Le sultan était étendu nonchalamment sur une duchesse, vis-à-vis de la favorite qui faisait des nœuds sans dire mot. Le temps ne permettait pas de se promener. Mangogul n’osait proposer un piquet ; il y avait près d’un quart d’heure que cette situation maussade durait, lorsque le sultan dit en bâillant à plusieurs reprises :

« Il faut avouer que Géliote[1] a chanté comme un ange…

— Et que Votre Hautesse s’ennuie à périr, ajouta la favorite.

— Non, madame, reprit Mangogul en bâillant à demi ; le moment où l’on vous voit n’est jamais celui de l’ennui.

— Il ne tenait qu’à vous que cela fût galant, répliqua Mirzoza ; mais vous rêvez, vous êtes distrait, vous bâillez. Prince, qu’avez-vous ?

— Je ne sais, dit le sultan.

— Et moi je devine, continua la favorite. J’avais dix-huit ans lorsque j’eus le bonheur de vous plaire. Il y a quatre ans que vous m’aimez. Dix-huit et quatre font vingt-deux.

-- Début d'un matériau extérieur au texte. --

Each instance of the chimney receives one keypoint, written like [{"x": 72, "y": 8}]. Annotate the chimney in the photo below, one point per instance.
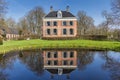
[
  {"x": 51, "y": 8},
  {"x": 67, "y": 8}
]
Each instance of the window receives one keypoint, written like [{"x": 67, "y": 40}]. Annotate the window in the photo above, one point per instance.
[
  {"x": 48, "y": 54},
  {"x": 65, "y": 54},
  {"x": 55, "y": 31},
  {"x": 55, "y": 62},
  {"x": 71, "y": 62},
  {"x": 48, "y": 31},
  {"x": 64, "y": 23},
  {"x": 71, "y": 54},
  {"x": 64, "y": 31},
  {"x": 65, "y": 62},
  {"x": 55, "y": 54},
  {"x": 71, "y": 23},
  {"x": 49, "y": 62},
  {"x": 71, "y": 31},
  {"x": 48, "y": 23},
  {"x": 55, "y": 23},
  {"x": 59, "y": 14}
]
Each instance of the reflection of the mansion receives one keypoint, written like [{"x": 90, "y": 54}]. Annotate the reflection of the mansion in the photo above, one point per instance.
[{"x": 60, "y": 62}]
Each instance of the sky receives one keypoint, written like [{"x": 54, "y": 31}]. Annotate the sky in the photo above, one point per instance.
[{"x": 19, "y": 8}]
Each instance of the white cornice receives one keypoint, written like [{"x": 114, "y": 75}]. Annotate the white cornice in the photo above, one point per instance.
[{"x": 59, "y": 19}]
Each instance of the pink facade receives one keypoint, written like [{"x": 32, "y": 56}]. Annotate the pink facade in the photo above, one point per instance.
[
  {"x": 12, "y": 36},
  {"x": 61, "y": 30},
  {"x": 59, "y": 24}
]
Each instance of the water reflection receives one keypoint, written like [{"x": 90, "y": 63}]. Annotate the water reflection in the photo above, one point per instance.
[{"x": 60, "y": 64}]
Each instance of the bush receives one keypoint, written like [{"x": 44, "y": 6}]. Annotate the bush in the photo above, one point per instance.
[
  {"x": 94, "y": 37},
  {"x": 59, "y": 38},
  {"x": 1, "y": 41},
  {"x": 25, "y": 37}
]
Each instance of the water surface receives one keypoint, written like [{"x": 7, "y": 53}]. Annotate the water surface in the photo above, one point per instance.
[{"x": 60, "y": 65}]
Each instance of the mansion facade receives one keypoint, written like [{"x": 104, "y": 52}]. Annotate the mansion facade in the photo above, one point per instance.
[{"x": 59, "y": 24}]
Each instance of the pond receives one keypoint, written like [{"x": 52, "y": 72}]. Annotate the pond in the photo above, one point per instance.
[{"x": 60, "y": 64}]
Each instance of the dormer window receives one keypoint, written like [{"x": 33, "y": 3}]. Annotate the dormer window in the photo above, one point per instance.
[{"x": 59, "y": 14}]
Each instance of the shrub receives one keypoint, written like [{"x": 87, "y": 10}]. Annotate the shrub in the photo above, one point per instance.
[{"x": 94, "y": 37}]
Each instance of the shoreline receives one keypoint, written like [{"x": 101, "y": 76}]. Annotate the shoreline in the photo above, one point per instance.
[{"x": 52, "y": 44}]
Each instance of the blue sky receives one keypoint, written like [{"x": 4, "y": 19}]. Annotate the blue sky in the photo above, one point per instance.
[{"x": 18, "y": 8}]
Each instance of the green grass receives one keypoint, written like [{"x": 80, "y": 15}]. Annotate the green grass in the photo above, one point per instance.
[{"x": 37, "y": 43}]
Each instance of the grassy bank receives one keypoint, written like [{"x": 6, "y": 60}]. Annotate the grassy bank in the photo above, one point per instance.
[{"x": 33, "y": 44}]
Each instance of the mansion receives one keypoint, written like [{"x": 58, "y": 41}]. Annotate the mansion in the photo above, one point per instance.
[{"x": 59, "y": 24}]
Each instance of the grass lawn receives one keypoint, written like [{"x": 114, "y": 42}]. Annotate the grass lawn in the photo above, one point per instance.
[{"x": 37, "y": 43}]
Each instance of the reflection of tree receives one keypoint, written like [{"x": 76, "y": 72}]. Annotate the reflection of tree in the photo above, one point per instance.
[
  {"x": 113, "y": 66},
  {"x": 3, "y": 76},
  {"x": 84, "y": 58},
  {"x": 33, "y": 59},
  {"x": 6, "y": 61}
]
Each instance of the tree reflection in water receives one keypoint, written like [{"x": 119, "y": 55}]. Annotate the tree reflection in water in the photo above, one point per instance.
[
  {"x": 33, "y": 59},
  {"x": 112, "y": 64},
  {"x": 85, "y": 57},
  {"x": 6, "y": 61},
  {"x": 34, "y": 62}
]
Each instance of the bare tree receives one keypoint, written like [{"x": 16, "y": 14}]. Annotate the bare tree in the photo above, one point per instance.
[
  {"x": 23, "y": 26},
  {"x": 34, "y": 18},
  {"x": 84, "y": 23},
  {"x": 11, "y": 23}
]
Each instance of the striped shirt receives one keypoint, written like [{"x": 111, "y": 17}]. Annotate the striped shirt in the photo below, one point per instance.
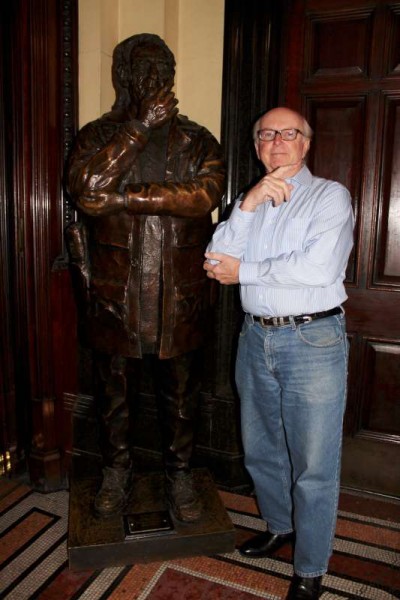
[{"x": 294, "y": 256}]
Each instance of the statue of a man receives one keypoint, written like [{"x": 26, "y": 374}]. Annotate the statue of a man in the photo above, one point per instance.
[{"x": 145, "y": 181}]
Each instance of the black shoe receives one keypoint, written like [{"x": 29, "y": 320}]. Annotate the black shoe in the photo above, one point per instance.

Me voilà bien vieille. » Mangogul sourit de ce calcul. « Mais si je ne vaux plus rien pour le plaisir, ajouta Mirzoza, je veux vous faire voir du moins que je suis très bonne pour le conseil. La variété des amusements qui vous suivent n’a pu vous garantir du dégoût. Vous êtes dégoûté. Voilà, prince, votre maladie.

— Je ne conviens pas que vous ayez rencontré, dit Mangogul ; mais en cas que cela fût, y sauriez-vous quelque remède ? »

Mirzoza répondit au sultan, après avoir rêvé un moment, que Sa Hautesse lui avait paru prendre tant de plaisir au récit qu’elle lui faisait des aventures galantes de la ville, qu’elle regrettait de n’en plus avoir à lui raconter, ou de

  1. Chanteur de l’Opéra très recherché des dames. Son nom s’écrit régulièreent Jeliotte.